7. Volcano Plot to visualize differential expression results

A volcano plot is a common data plot that is intended to quickly display points of interest by plotting statistical significance against a magnitude of change. In the specific case of mRNAseq data, this entails plotting the -log(p-values / adjusted p-values) against the estimated log fold changes reported by most differential expression methods.

Statistically significant genes with low p-values will appear higher on the y-axis of the plot and they will be separated by the magnitude and directionality of their change (i.e. Upregulated genes with larger fold change estimates will be further along to the right of the origin of the x-axis, and downregulated genes will be farther to the left of the origin on the x-axis). Typically, genes of interest that have additional biological relevance to the experiment will be directly annotated using domain knowledge.

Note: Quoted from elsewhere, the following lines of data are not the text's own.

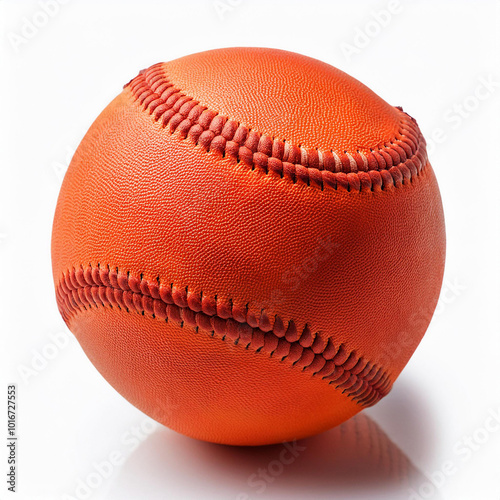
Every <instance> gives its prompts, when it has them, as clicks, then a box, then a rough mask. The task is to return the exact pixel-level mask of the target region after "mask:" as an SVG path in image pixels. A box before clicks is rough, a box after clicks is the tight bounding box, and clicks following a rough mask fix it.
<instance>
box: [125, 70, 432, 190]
mask: <svg viewBox="0 0 500 500" xmlns="http://www.w3.org/2000/svg"><path fill="white" fill-rule="evenodd" d="M125 88H128V89H129V90H130V92H131V93H132V95H133V96H134V98H135V99H136V100H137V102H138V103H139V104H140V105H141V106H142V108H143V109H144V110H145V111H147V112H148V113H149V114H150V115H152V116H153V118H154V120H155V121H157V122H159V123H160V124H161V126H162V127H163V128H166V129H167V130H168V131H169V132H170V133H171V134H173V133H174V132H178V133H179V135H180V136H181V137H182V138H183V139H189V140H191V141H192V142H193V143H194V144H196V145H198V146H201V148H203V150H204V151H205V152H210V151H213V152H216V153H218V154H220V155H221V156H223V157H225V156H226V155H227V156H230V157H231V158H234V159H235V160H236V161H238V162H243V163H244V164H245V165H247V166H248V167H249V168H251V169H252V170H255V169H258V170H261V171H263V172H264V173H266V174H274V175H276V176H279V177H281V178H283V177H285V178H287V179H289V180H291V181H292V182H294V183H297V182H301V183H304V184H307V185H308V186H311V187H316V188H320V189H322V190H323V189H328V188H330V189H335V190H338V189H345V190H347V191H353V192H362V191H368V190H370V191H377V190H382V189H385V188H387V187H399V186H401V185H406V184H409V183H411V182H412V181H413V179H414V178H415V177H417V176H418V175H420V173H421V172H422V171H423V170H424V168H425V166H426V164H427V153H426V150H425V140H424V138H423V137H422V134H421V132H420V130H419V128H418V125H417V123H416V121H415V120H414V119H413V118H411V117H410V116H409V115H407V114H406V113H404V112H403V111H402V110H401V123H400V130H399V132H398V134H396V136H395V137H393V138H392V139H391V140H390V141H389V142H387V143H385V144H383V145H378V146H376V147H374V148H372V149H370V151H367V152H366V151H365V152H362V151H360V150H357V151H342V152H339V151H333V150H318V149H315V148H309V149H306V148H304V147H302V146H296V145H293V144H290V143H289V142H287V141H286V140H281V139H278V138H275V137H270V136H268V135H266V134H261V133H260V132H257V131H255V130H252V129H250V128H248V127H246V126H244V125H242V124H240V123H239V122H237V121H235V120H231V119H229V118H228V117H225V116H222V115H220V114H219V113H217V112H216V111H214V110H211V109H208V108H206V107H205V106H202V105H201V104H199V103H198V101H195V100H194V99H193V98H192V97H189V96H187V95H185V94H183V93H182V92H181V91H180V90H179V89H177V88H176V87H174V84H173V83H171V82H170V81H169V79H168V77H167V76H166V75H165V71H164V67H163V63H159V64H155V65H154V66H151V67H150V68H149V69H147V70H143V71H141V72H140V73H139V75H138V76H137V77H136V78H134V79H133V80H131V81H130V82H129V83H128V84H127V85H125ZM398 109H400V108H398Z"/></svg>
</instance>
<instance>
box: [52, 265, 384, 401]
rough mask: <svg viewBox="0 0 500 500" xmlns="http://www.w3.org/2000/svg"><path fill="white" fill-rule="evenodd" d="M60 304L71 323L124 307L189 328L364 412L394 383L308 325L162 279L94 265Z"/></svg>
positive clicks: (58, 288)
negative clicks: (274, 365)
mask: <svg viewBox="0 0 500 500" xmlns="http://www.w3.org/2000/svg"><path fill="white" fill-rule="evenodd" d="M56 297H57V303H58V306H59V310H60V312H61V315H62V316H63V318H64V320H65V321H66V322H69V320H70V319H71V317H72V316H73V315H74V314H77V313H78V312H83V311H86V310H88V309H91V308H93V307H99V306H103V307H111V308H113V307H115V306H116V307H118V308H119V309H120V310H125V311H126V312H129V313H130V312H137V313H139V314H142V315H143V316H145V315H148V316H150V317H152V318H156V319H159V320H164V321H166V322H169V321H171V322H173V323H176V324H178V325H180V326H181V327H184V326H185V325H189V326H191V327H193V328H194V329H195V330H196V332H198V330H202V331H205V332H208V333H209V334H210V336H211V337H217V338H220V339H221V340H223V341H232V342H233V343H234V344H235V345H239V344H241V345H243V346H244V347H245V348H246V349H252V350H254V351H255V352H261V351H262V352H264V353H267V354H269V356H270V357H273V356H274V357H276V358H278V359H279V361H280V362H286V363H288V364H290V365H292V366H294V367H299V368H302V370H303V371H307V372H309V373H310V374H311V376H313V377H319V378H321V379H322V380H325V381H327V382H328V383H329V384H332V385H334V386H335V387H336V388H337V389H339V390H341V391H342V393H343V394H345V395H346V396H348V397H349V398H351V399H352V400H353V401H355V402H356V403H357V404H360V405H362V406H371V405H373V404H375V403H376V402H377V401H379V400H380V399H381V398H382V397H384V396H385V395H386V394H387V393H388V392H389V390H390V388H391V386H392V382H391V379H390V376H389V374H388V373H387V372H386V371H384V370H382V369H381V368H380V367H378V366H376V365H374V364H372V363H370V362H368V361H366V360H365V359H364V358H362V357H360V356H358V355H357V354H356V353H355V351H349V350H348V349H347V348H346V346H345V345H344V344H341V343H340V344H336V345H334V343H333V341H332V339H331V338H330V339H328V340H326V341H325V340H324V339H322V338H321V336H320V335H319V334H318V333H313V332H312V331H311V329H310V328H309V327H308V325H307V324H306V325H305V326H304V328H303V329H302V331H298V329H297V327H296V326H295V323H294V321H293V320H290V321H288V322H284V321H283V320H282V319H281V318H280V317H279V316H277V315H276V316H275V317H274V318H273V321H272V319H271V318H269V317H268V316H267V315H266V314H264V313H261V316H260V317H259V318H257V317H256V316H255V315H254V314H253V313H251V312H249V311H248V308H247V307H246V306H244V307H241V306H238V305H235V304H234V303H233V301H232V300H230V299H229V300H227V301H225V300H221V299H219V298H218V297H217V296H215V297H209V296H206V295H204V294H203V293H201V292H200V293H196V292H192V291H190V290H189V289H188V287H183V288H182V287H176V286H174V284H173V283H170V284H168V285H165V284H163V283H161V280H160V278H159V277H157V278H156V280H154V281H152V280H146V279H144V277H143V275H142V274H140V275H135V276H134V275H132V274H131V273H130V272H127V273H123V272H120V271H119V270H118V268H112V267H110V266H106V267H102V266H101V265H100V264H98V265H97V266H92V265H90V264H89V265H88V266H86V267H83V266H81V267H80V268H73V269H70V270H68V272H66V273H63V275H62V277H61V279H60V280H59V282H58V284H57V285H56Z"/></svg>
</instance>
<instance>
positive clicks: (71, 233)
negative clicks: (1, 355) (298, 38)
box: [52, 48, 445, 445]
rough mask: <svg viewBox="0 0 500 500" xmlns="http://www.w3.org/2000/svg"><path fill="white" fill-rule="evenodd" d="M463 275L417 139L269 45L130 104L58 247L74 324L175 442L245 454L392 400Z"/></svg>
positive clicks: (68, 173)
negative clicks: (219, 444) (454, 280)
mask: <svg viewBox="0 0 500 500" xmlns="http://www.w3.org/2000/svg"><path fill="white" fill-rule="evenodd" d="M401 85H404V80H401ZM444 256H445V231H444V220H443V211H442V206H441V199H440V195H439V190H438V186H437V183H436V178H435V176H434V172H433V170H432V168H431V166H430V164H429V162H428V159H427V155H426V150H425V141H424V139H423V137H422V135H421V133H420V131H419V128H418V126H417V123H416V122H415V120H414V119H413V118H411V117H410V116H408V115H407V114H406V113H404V112H403V111H402V110H401V108H395V107H392V106H390V105H388V104H387V103H386V102H385V101H383V100H382V99H381V98H380V97H378V96H377V95H376V94H374V93H373V92H372V91H371V90H369V89H368V88H367V87H365V86H364V85H363V84H361V83H360V82H358V81H357V80H355V79H354V78H351V77H350V76H348V75H346V74H345V73H343V72H342V71H339V70H338V69H335V68H333V67H331V66H329V65H327V64H325V63H322V62H320V61H317V60H315V59H310V58H308V57H305V56H302V55H298V54H294V53H290V52H284V51H280V50H271V49H256V48H232V49H221V50H212V51H209V52H203V53H199V54H194V55H190V56H187V57H183V58H180V59H177V60H175V61H171V62H168V63H162V64H156V65H154V66H152V67H151V68H149V69H147V70H145V71H141V72H140V74H139V75H138V76H137V77H136V78H134V79H133V80H132V81H131V82H129V83H128V84H127V85H125V88H124V90H123V92H122V93H121V94H120V95H119V96H118V97H116V99H114V100H113V101H112V102H111V104H109V106H108V107H107V108H106V109H105V110H104V111H103V112H102V113H101V115H100V116H99V117H98V118H97V120H96V121H95V122H94V124H93V125H92V126H91V128H90V130H89V131H88V132H87V134H86V136H85V137H84V139H83V140H82V142H81V144H80V146H79V148H78V150H77V151H76V153H75V155H74V158H73V160H72V162H71V164H70V166H69V169H68V172H67V174H66V177H65V179H64V182H63V185H62V188H61V193H60V196H59V200H58V204H57V209H56V213H55V219H54V228H53V237H52V260H53V273H54V281H55V286H56V294H57V302H58V306H59V309H60V311H61V314H62V316H63V317H64V320H65V321H66V323H67V325H68V327H69V328H70V329H71V330H72V331H73V332H74V334H75V335H76V337H77V339H78V341H79V342H80V344H81V346H82V347H83V349H84V351H85V352H86V354H87V356H88V357H89V359H90V360H91V361H92V363H93V364H94V365H95V366H96V368H97V369H98V370H99V371H100V373H101V374H102V375H103V376H104V377H105V378H106V379H107V380H108V381H109V383H110V384H112V385H113V387H115V388H116V389H117V390H118V391H119V392H120V393H121V394H122V395H123V396H124V397H125V398H127V399H128V400H129V401H130V402H131V403H133V404H134V405H135V406H137V407H138V408H139V409H141V410H142V411H143V412H145V413H146V414H148V415H150V416H151V417H153V418H155V419H156V420H158V421H159V422H161V423H163V424H165V425H166V426H168V427H170V428H172V429H174V430H176V431H178V432H181V433H183V434H186V435H188V436H192V437H195V438H198V439H203V440H207V441H213V442H218V443H227V444H237V445H259V444H266V443H276V442H280V441H284V440H292V439H298V438H301V437H305V436H309V435H312V434H315V433H318V432H321V431H324V430H326V429H328V428H330V427H332V426H335V425H337V424H339V423H341V422H343V421H345V420H346V419H348V418H349V417H351V416H352V415H354V414H356V413H357V412H359V411H360V410H362V409H363V408H365V407H367V406H370V405H373V404H374V403H376V402H377V401H378V400H380V399H381V398H382V397H383V396H385V395H386V394H387V393H388V392H389V390H390V388H391V386H392V384H393V382H394V380H395V379H396V378H397V376H398V375H399V373H400V372H401V370H402V369H403V367H404V366H405V365H406V363H407V362H408V360H409V359H410V357H411V355H412V353H413V352H414V350H415V349H416V347H417V345H418V343H419V342H420V340H421V338H422V336H423V335H424V332H425V330H426V328H427V326H428V323H429V321H430V318H431V316H432V312H433V310H434V307H435V305H436V302H437V299H438V295H439V290H440V286H441V280H442V274H443V267H444Z"/></svg>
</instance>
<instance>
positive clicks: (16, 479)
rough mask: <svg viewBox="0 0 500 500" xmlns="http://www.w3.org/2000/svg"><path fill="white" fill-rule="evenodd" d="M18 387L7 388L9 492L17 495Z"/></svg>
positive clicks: (7, 468)
mask: <svg viewBox="0 0 500 500" xmlns="http://www.w3.org/2000/svg"><path fill="white" fill-rule="evenodd" d="M16 416H17V387H16V385H15V384H10V385H8V386H7V449H8V452H7V490H8V491H10V492H12V493H15V492H16V486H17V433H16V431H17V423H16Z"/></svg>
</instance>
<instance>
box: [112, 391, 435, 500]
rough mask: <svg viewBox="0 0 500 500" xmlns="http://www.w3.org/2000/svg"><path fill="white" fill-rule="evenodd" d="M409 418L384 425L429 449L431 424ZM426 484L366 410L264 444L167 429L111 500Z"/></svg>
mask: <svg viewBox="0 0 500 500" xmlns="http://www.w3.org/2000/svg"><path fill="white" fill-rule="evenodd" d="M401 392H405V391H401ZM394 396H395V397H394V403H392V404H389V405H388V407H391V406H392V408H393V409H394V408H395V407H397V406H398V405H399V403H398V401H397V399H398V396H397V394H395V395H394ZM414 404H415V405H417V404H418V403H417V402H414ZM382 413H383V412H381V414H382ZM411 413H415V411H414V408H411V407H409V408H407V409H406V411H403V412H402V413H400V414H398V413H397V412H392V414H391V415H389V416H388V415H386V416H385V417H384V422H383V425H384V427H385V428H387V429H390V427H391V421H392V422H393V423H394V425H395V426H396V427H397V426H400V427H401V421H402V420H404V422H406V423H405V424H403V425H405V426H406V427H407V428H406V430H405V434H406V433H410V434H411V440H412V441H414V442H415V443H421V444H422V445H423V448H422V447H421V449H420V451H422V450H423V449H424V448H426V447H427V449H428V446H427V444H428V442H429V439H428V438H429V437H430V436H429V435H426V433H428V432H431V428H432V426H431V425H429V422H422V421H421V418H420V417H422V413H419V412H416V414H417V415H418V418H417V419H415V421H413V422H412V421H411V419H408V418H407V416H408V415H409V414H411ZM416 422H418V423H419V425H415V426H414V428H413V429H409V428H408V426H411V425H414V424H415V423H416ZM426 443H427V444H426ZM425 481H427V479H426V478H425V477H424V476H423V474H422V473H421V472H420V471H419V470H418V469H417V468H416V467H415V466H414V464H413V463H412V462H411V461H410V459H409V458H408V457H407V456H406V455H405V454H404V453H403V451H402V450H401V449H400V448H399V447H398V446H397V445H396V444H395V443H394V442H393V441H392V440H391V437H390V436H389V435H388V434H386V433H385V432H384V431H383V430H382V429H381V427H380V426H379V425H378V424H377V423H375V421H374V420H373V419H372V418H370V417H368V416H367V415H366V414H365V413H362V414H359V415H357V416H356V417H354V418H352V419H351V420H349V421H348V422H345V423H344V424H342V425H341V426H339V427H337V428H334V429H331V430H330V431H327V432H325V433H323V434H320V435H318V436H314V437H312V438H308V439H304V440H301V441H298V442H297V443H291V444H290V443H289V444H287V445H285V444H278V445H272V446H262V447H232V446H222V445H214V444H210V443H205V442H200V441H196V440H193V439H190V438H187V437H185V436H182V435H179V434H177V433H175V432H172V431H170V430H168V429H165V428H163V427H161V428H158V430H157V431H156V432H154V433H153V434H152V435H150V436H149V437H148V438H147V439H146V440H145V441H144V442H143V443H142V444H141V445H140V446H139V447H138V448H137V449H136V450H135V451H134V452H133V453H132V454H131V455H129V457H128V459H127V461H126V462H125V464H124V465H123V467H122V468H121V469H120V471H118V472H117V474H116V476H115V477H114V480H113V481H112V484H111V485H110V488H109V490H108V494H107V496H106V498H108V499H110V500H126V499H132V498H134V499H136V498H148V500H160V499H161V500H166V499H171V498H172V499H173V498H175V499H177V498H182V499H191V498H193V499H195V498H196V499H199V498H203V499H208V498H217V499H235V500H250V499H258V498H262V499H265V498H273V499H305V498H311V499H323V498H325V499H326V498H329V499H331V498H339V499H344V498H349V499H370V500H376V499H379V498H380V499H384V500H391V499H398V500H404V499H409V500H410V499H411V491H412V490H411V489H410V488H413V490H414V491H418V487H419V486H420V485H421V484H422V483H423V482H425ZM426 498H433V499H438V498H440V497H439V496H437V495H436V494H434V496H428V497H426Z"/></svg>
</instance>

Make a volcano plot (log2FoldChange vs. -log10(padj)) for all the genes discovered in the experiment. Use the column generated in part 3 to color the genes with the appropriate label.

8. Running fgsea vignette

We will be performing a GSEA on the results generated by running DESeq2 using the fgsea package. We will use log2FoldChange as our ranking metric and test against all the pathways in the C2 Canonical Pathways gene set collection provided by MSigDB and already downloaded here (c2.cp.v7.5.1.symbols.gmt). Read the section in the textbook or the fgsea documentation for the appropriate formats for the ranked gene list and the gene sets.

  1. You may read in the gene sets in the proper format using GSEABase or fgsea

  2. You will need to convert the mouse ensembl gene IDs to human HGNC symbols to match the genes provided in the C2 Canonical Pathways gene sets. If you are encountering issues, you may need to remove the version number of the annotation.

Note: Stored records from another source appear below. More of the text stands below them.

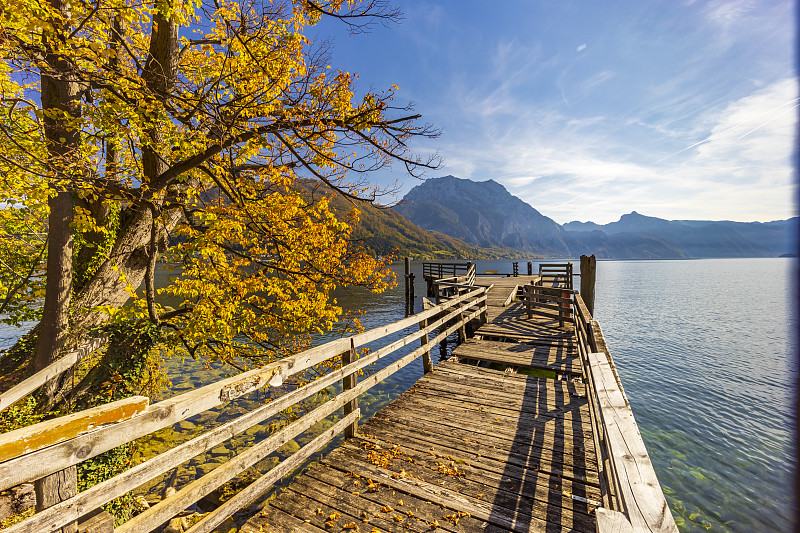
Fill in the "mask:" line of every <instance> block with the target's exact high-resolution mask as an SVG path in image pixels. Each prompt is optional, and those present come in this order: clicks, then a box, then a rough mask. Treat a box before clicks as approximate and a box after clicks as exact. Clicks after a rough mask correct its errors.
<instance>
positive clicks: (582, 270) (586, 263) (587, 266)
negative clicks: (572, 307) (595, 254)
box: [581, 254, 597, 315]
mask: <svg viewBox="0 0 800 533" xmlns="http://www.w3.org/2000/svg"><path fill="white" fill-rule="evenodd" d="M596 273H597V259H595V257H594V254H592V255H590V256H588V257H587V256H585V255H582V256H581V298H583V301H584V302H585V303H586V307H587V308H588V309H589V313H591V314H592V315H594V281H595V274H596Z"/></svg>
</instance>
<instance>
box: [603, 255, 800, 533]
mask: <svg viewBox="0 0 800 533" xmlns="http://www.w3.org/2000/svg"><path fill="white" fill-rule="evenodd" d="M796 268H797V267H796V264H795V262H794V261H792V260H789V259H713V260H712V259H710V260H695V261H647V262H644V261H629V262H626V261H608V262H606V261H604V262H600V263H598V265H597V289H596V298H597V303H596V312H595V315H596V318H597V319H598V321H599V322H600V325H601V327H602V328H603V332H604V334H605V336H606V339H607V340H608V343H609V347H610V350H611V354H612V356H613V357H614V361H615V363H616V365H617V368H618V371H619V374H620V377H621V379H622V384H623V386H624V387H625V391H626V394H627V395H628V398H629V400H630V403H631V407H632V408H633V411H634V415H635V416H636V420H637V422H638V424H639V428H640V430H641V432H642V437H643V438H644V440H645V444H646V445H647V448H648V450H649V452H650V456H651V459H652V460H653V463H654V465H655V468H656V472H657V474H658V477H659V480H660V482H661V484H662V487H663V488H664V490H665V492H666V493H667V499H668V501H669V504H670V507H671V508H672V511H673V515H674V516H675V518H676V521H678V522H679V524H680V523H681V522H682V524H680V526H681V527H680V529H681V530H682V531H706V530H711V531H742V532H752V531H789V530H791V529H792V522H791V520H792V514H793V511H792V508H793V505H794V501H795V500H794V495H793V486H792V479H791V473H792V470H793V468H794V464H795V462H796V455H795V450H794V447H793V444H792V432H793V407H792V405H793V403H792V402H793V394H794V387H793V383H794V372H795V371H796V368H795V367H794V361H795V359H794V357H793V356H792V354H796V353H797V348H796V343H795V341H794V339H793V338H792V335H791V334H790V332H793V331H794V330H795V329H796V311H795V309H794V307H793V305H792V303H791V302H792V299H791V298H790V297H791V295H792V294H795V288H794V287H793V286H792V283H793V282H792V280H793V278H794V273H795V272H796Z"/></svg>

  3. As you have discovered, biomaRt can be difficult to work with. If you are encountering frequent issues, you may consider mapping your gene IDs and saving the results locally to avoid having to re-run the biomaRt query multiple times.

  4. You will inevitably have genes with duplicate names and/or genes with duplicate values for log2FoldChange. Choose a method to remove these values.

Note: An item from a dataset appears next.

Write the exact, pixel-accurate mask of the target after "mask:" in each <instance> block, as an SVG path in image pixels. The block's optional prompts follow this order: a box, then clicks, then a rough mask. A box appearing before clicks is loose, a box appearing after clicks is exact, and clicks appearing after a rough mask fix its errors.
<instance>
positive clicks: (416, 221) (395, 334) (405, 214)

9. Plotting the top ten positive NES and top ten negative NES pathways

  1. Ensure that the pathway labels are visible

  2. You will probably get warnings about duplicate values or ranks, do your best to address these but don’t get hung up on trying to find them all.

References

Dobin A, Davis CA, Schlesinger F, Drenkow J, Zaleski C, Jha S, Batut P, Chaisson M, Gingeras TR. STAR: ultrafast universal RNA-seq aligner. Bioinformatics. 2013 Jan 1;29(1):15-21. doi: 10.1093/bioinformatics/bts635. Epub 2012 Oct 25. PMID: 23104886; PMCID: PMC3530905.

Zhu, Q., Fisher, S.A., Shallcross, J., Kim, J. (Preprint). VERSE: a versatile and efficient RNA-Seq read counting tool. bioRxiv 053306. doi:http://dx.doi.org/10.1101/053306

https://www.gencodegenes.org/mouse/

Anders, S. & Huber, W. Differential expression analysis for sequence count data. Genome Biology 11, 1–12 (2010).

Love, M. I., Huber, W. & Anders, S. Moderated estimation of fold change and dispersion for RNA-seq data with DESeq2. Genome Biology 15, 550 (2014).